Nach der über 70 Hauptverhandlungstage andauernden Beweisaufnahme war sich das Gericht sicher, dass sich die Angeklagten der tödlichen Wirkung der von ihnen verwendeten Sprengsätze bewusst waren und sie genau deswegen einsetzen. Damit sah das Gericht auch eine Variante des § 129a StGB, die Bildung einer terroristischen Vereinigung als gegeben. Darüber hinaus bejahte das Gericht jedoch eine weitere Variante des §129a: Nach Ansicht des Gerichts haben die Angeklagten durch ihre Straftaten das verfassungsgemäße Zusammenleben bekämpfen und Teile der Bevölkerung in erheblicher Weise einschüchtern wollen.

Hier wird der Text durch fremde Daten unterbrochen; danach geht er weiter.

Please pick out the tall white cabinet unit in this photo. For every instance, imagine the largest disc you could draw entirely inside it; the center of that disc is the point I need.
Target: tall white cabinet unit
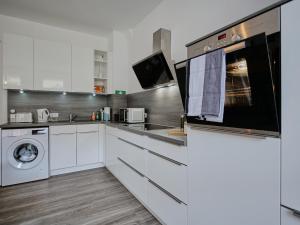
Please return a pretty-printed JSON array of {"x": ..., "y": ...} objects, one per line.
[
  {"x": 290, "y": 113},
  {"x": 82, "y": 69},
  {"x": 233, "y": 179},
  {"x": 17, "y": 62},
  {"x": 52, "y": 66}
]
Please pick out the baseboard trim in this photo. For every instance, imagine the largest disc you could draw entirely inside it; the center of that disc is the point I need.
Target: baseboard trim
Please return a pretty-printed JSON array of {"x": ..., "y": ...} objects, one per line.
[{"x": 75, "y": 169}]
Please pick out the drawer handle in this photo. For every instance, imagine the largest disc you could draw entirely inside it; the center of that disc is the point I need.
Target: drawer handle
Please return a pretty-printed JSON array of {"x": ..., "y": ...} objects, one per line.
[
  {"x": 296, "y": 213},
  {"x": 142, "y": 175},
  {"x": 166, "y": 158},
  {"x": 166, "y": 192},
  {"x": 135, "y": 145},
  {"x": 86, "y": 132}
]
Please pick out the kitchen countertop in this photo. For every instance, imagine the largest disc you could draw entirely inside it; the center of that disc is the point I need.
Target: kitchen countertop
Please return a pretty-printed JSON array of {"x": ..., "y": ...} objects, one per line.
[{"x": 156, "y": 134}]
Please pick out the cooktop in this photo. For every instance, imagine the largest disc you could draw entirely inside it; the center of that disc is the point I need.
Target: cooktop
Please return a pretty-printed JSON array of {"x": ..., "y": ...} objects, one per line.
[{"x": 147, "y": 126}]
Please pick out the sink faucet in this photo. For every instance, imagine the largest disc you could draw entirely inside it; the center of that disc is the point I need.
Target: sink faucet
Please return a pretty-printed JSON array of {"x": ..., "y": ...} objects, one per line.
[{"x": 72, "y": 117}]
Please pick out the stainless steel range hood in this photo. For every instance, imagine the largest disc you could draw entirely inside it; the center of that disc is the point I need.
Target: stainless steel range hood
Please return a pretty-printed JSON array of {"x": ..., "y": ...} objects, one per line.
[{"x": 157, "y": 69}]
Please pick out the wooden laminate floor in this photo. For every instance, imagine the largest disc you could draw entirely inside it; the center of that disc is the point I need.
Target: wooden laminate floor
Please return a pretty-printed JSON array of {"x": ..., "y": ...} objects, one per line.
[{"x": 85, "y": 198}]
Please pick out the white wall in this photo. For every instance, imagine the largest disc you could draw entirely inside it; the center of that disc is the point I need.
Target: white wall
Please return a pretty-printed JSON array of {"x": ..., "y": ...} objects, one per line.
[
  {"x": 188, "y": 20},
  {"x": 3, "y": 94},
  {"x": 41, "y": 31}
]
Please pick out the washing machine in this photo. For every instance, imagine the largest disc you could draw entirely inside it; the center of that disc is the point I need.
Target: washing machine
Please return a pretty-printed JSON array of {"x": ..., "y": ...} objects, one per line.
[{"x": 24, "y": 155}]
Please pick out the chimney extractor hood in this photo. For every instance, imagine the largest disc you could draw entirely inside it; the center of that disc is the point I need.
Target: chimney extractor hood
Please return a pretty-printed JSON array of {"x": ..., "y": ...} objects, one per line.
[{"x": 156, "y": 70}]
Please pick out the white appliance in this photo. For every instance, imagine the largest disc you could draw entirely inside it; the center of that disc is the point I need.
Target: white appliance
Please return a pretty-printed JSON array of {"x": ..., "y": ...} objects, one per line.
[
  {"x": 43, "y": 115},
  {"x": 24, "y": 155},
  {"x": 132, "y": 115}
]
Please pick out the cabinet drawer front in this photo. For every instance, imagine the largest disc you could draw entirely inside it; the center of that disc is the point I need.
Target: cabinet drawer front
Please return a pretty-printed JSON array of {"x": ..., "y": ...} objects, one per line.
[
  {"x": 133, "y": 155},
  {"x": 67, "y": 129},
  {"x": 133, "y": 180},
  {"x": 169, "y": 174},
  {"x": 168, "y": 209},
  {"x": 137, "y": 139},
  {"x": 172, "y": 151},
  {"x": 87, "y": 128}
]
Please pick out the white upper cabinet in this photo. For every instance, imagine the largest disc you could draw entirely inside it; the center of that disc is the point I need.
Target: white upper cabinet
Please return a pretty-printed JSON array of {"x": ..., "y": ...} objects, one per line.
[
  {"x": 52, "y": 66},
  {"x": 17, "y": 62},
  {"x": 82, "y": 69}
]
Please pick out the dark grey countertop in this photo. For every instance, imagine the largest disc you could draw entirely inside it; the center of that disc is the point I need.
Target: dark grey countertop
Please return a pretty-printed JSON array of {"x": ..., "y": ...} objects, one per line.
[{"x": 156, "y": 134}]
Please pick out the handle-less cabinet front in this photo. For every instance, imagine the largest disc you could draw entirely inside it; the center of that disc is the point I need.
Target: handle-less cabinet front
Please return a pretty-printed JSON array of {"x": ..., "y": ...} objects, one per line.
[
  {"x": 17, "y": 62},
  {"x": 289, "y": 217},
  {"x": 87, "y": 148},
  {"x": 62, "y": 147},
  {"x": 52, "y": 66}
]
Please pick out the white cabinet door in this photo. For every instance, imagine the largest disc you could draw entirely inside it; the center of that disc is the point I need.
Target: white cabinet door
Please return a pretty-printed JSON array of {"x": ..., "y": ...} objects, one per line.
[
  {"x": 111, "y": 155},
  {"x": 233, "y": 179},
  {"x": 52, "y": 66},
  {"x": 290, "y": 105},
  {"x": 17, "y": 62},
  {"x": 82, "y": 69},
  {"x": 62, "y": 151},
  {"x": 87, "y": 148},
  {"x": 289, "y": 217}
]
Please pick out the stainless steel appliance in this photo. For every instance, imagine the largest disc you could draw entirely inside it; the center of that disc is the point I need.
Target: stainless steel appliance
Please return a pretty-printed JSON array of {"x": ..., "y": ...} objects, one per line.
[
  {"x": 156, "y": 70},
  {"x": 21, "y": 117},
  {"x": 252, "y": 47},
  {"x": 132, "y": 115}
]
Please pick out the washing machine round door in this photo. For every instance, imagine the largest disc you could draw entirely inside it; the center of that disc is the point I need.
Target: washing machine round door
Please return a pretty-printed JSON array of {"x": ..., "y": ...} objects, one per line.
[{"x": 25, "y": 154}]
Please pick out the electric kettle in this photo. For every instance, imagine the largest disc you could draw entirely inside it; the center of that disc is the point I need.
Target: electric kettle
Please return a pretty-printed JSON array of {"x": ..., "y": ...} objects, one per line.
[{"x": 43, "y": 115}]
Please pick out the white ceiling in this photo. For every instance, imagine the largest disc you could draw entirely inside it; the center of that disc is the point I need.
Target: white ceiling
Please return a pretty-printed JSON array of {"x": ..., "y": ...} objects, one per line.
[{"x": 90, "y": 16}]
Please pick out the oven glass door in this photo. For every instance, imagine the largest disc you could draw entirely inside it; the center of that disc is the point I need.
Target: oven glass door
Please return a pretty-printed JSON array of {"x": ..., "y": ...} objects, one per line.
[{"x": 250, "y": 100}]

Auch wenn die Anwendung des § 129 a StGB immer kritisch gesehen werden muss, da es sich um eine Norm handelt, die die Strafbarkeit weit in den eigentlich straflosen Vorbereitungszeitraum verlagert und den Ermittlungsbehörden enorme Befugnisse gibt, so ist diese Entscheidung eine erhebliche Zäsur in der sächsischen Judikatur. Das höchste erstinstanzliche Gericht Sachsens führte die vom „Ersatz-König“ Biedenkopf  heraufbeschworene Mär von der sächsischen Immunität gegen Rechtsextremismus zu einem deutlichen Ende und erkannte gleichzeitig an, dass eine multikuturelle Gesellschaft sowie der Schutz von Geflüchteten und deren Unterstützer_innen eine wesentliche Säule des gesellschaftlichen Zusammenlebens bedeutet. Damit setzte das OLG Dresden eine Messlatte für künftiges Vorgehen von Polizei und Staatsanwaltschaft in Sachsen: Wenn eine Vereinigung, die mit Gewalttaten das friedliche Zusammenleben von Deutschen, Einwanderern und Geflüchteten angreift, als terroristisch zu klassifizieren ist, müsste scharf gegen zahlreiche Gruppen und Kameradschaften vorgegangen werden.

Im Umkehrschluss machte das Gericht damit aber auch deutlich, dass die sächsischen Behörden vor Eingreifen der Bundesanwaltschaft genau diese Bewertung nicht vorgenommen und das Lebensrecht Geflüchteter und die gesellschaftliche Bedeutung von Angriffen auf dasselbe geringgeschätzt haben. Gleichzeitig trägt das Urteil dazu bei, eine Fehlerkultur in der sächsischen Justiz dahingehend entwickeln zu können, dass zukünftige Ermittlungen anders auszurichten sind. Ob sich dies durchsetzen wird, bleibt abzuwarten.

Das schriftliche Urteil wird in den kommenden Monaten zu erwarten sein. Folgeprozesse, insbesondere wegen Unterstützung der „Gruppe Freital“, sind nicht ausgeschlossen. Die politische und gesellschaftliche Einordnung des Prozesses, des Urteils, des Verhaltens verschiedener Prozessbeteiligter sowie Ergebnisse und Konsequenzen bedürfen einer eingehenderen Betrachtung. Hierzu beabsichtigen die Autor_innen in den kommenden Ausgaben an diesen zusammenfassenden Artikel anzuschließen.